Its relay stations replaced large numbers of operators with a few skilled engineers, and team games gave way to singles tennis. The equipment on show today shows how the highly automated regen process worked, from an originating station such as Cape Town via relays in locations including St Helena and the Azores to London.
Porthcurno, the place where the cables met, acted as the key repeater station on the way to the capital, but it had a further role: if Cable & Wireless's London office had been destroyed, these tunnels would become the central operating station of its entire 355,000-mile network.
Although that didn't happen, on some occasions the landlines failed, making Porthcurno the endpoint of the network with staff working around the clock to process messages. A 1944 letter on display discusses the continuing need to refuse space for evacuees, which had been the subject of local criticism, as the company might need to house 58 extra staff at short notice.

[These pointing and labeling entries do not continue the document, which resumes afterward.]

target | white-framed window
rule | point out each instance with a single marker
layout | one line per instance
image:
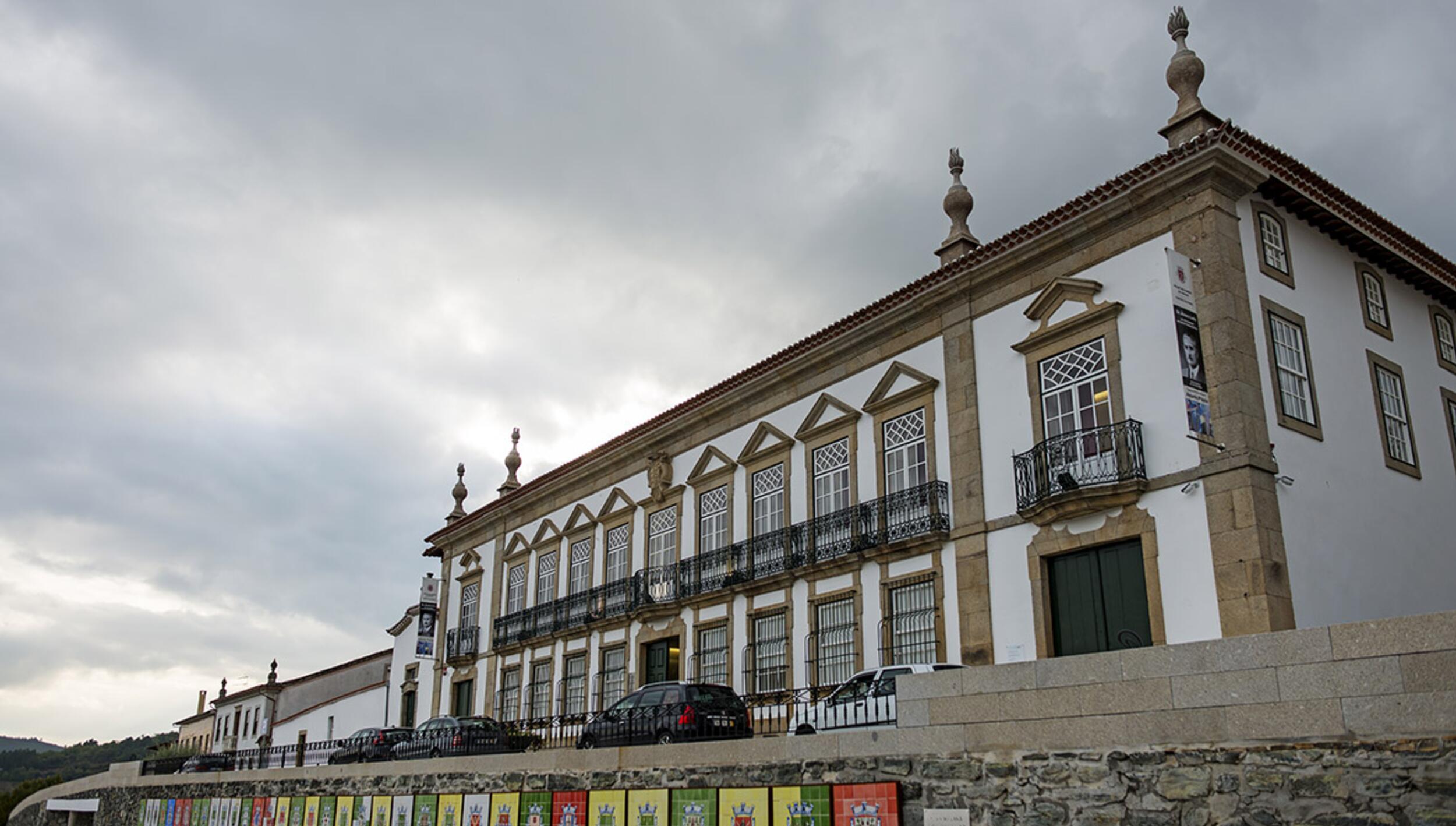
(546, 579)
(832, 477)
(1395, 417)
(835, 641)
(712, 519)
(771, 653)
(618, 553)
(1375, 299)
(471, 605)
(516, 589)
(1273, 243)
(580, 571)
(712, 655)
(1292, 368)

The valley was a "protected place" – everyone including residents had to show papers to gain access. As well as the still-visible pillbox bunkers above the beach, a flame barrage was installed. The tunnels were justified – the area was bombed, although the only reported casualty was a cow. In 1944 Porthcurno relayed 705 million words, more than triple what it had handled in 1938.
The equipment stayed in these tunnels until Porthcurno processed its last telegraph in 1970, by which point it was well into its post-war life as a Cable & Wireless engineering college, teaching students from all over the world. Some lecturers used the kit for demonstrations, and when the college closed in 1993 they turned it into the nucleus of today's museum.
To keep this equipment working, the museum has a volunteer-run workshop that is open to visitors. When I visited, Barry Hill – who worked on the University of Nottingham design team that built the first MRI scanner – and computer technician Patrick Dunne were renovating an electro-mechanical regenerator synchroniser built in 1926 by Elliott Brothers of London. It is original Porthcurno equipment, salvaged then rebuilt in the 1970s. Hill reckons that when they finish, it should continue to work for another couple of decades.
The museum, too, is undergoing renovations, the results of which should be open in spring 2018. The tunnels will house a new exhibition on fibre-optics, developed with the involvement University College London and the University of Cambridge. Parry said it will cover wavelength multiplexing, which greatly increased the capacity of a cable by simultaneously sending several signals at different wavelengths of light. The museum also works with Vodafone, which took over most of Cable & Wireless in 2012. Meanwhile, there's a well-stocked gift and bookshop and a site café serving light lunches – yes, including pasties.
A dazzling past ... The Porthcurno Telegraph Museum. Photo: SA Mathieson
Once the home of Skewjack Surf Village, Britain's first surf school when it opened in 1971, this site is now very much closed.
Porthcurno is a centre for undersea telecommunications but is a long way from the rest of the UK. If you travel here, beyond the obvious sandy charms of this and other beaches of this region, there are plenty of reasons to extend your trip beyond simply the Telegraph Museum.
Porthcurno itself boasts the open-air clifftop Minnack Theatre, with shows from March to September. Sennan Cove, just north of Land's End, is one of Cornwall's best beaches with plenty of parking, cafés, a pub and its own surf school. The town of Penzance and St Michael's Mount, a historic castle on a tidal island, are a few miles east. Continuing around Mount's bay, the Lizard Peninsula offers more geek tourism opportunities for those interested in Marconi's pioneering work.
Or, you could just explore the history of cable telecommunications at Porthcurno's excellent museum then relax on its beach, imagining how those surf-dogs would react if they could hear all the cat videos zipping beneath their paws.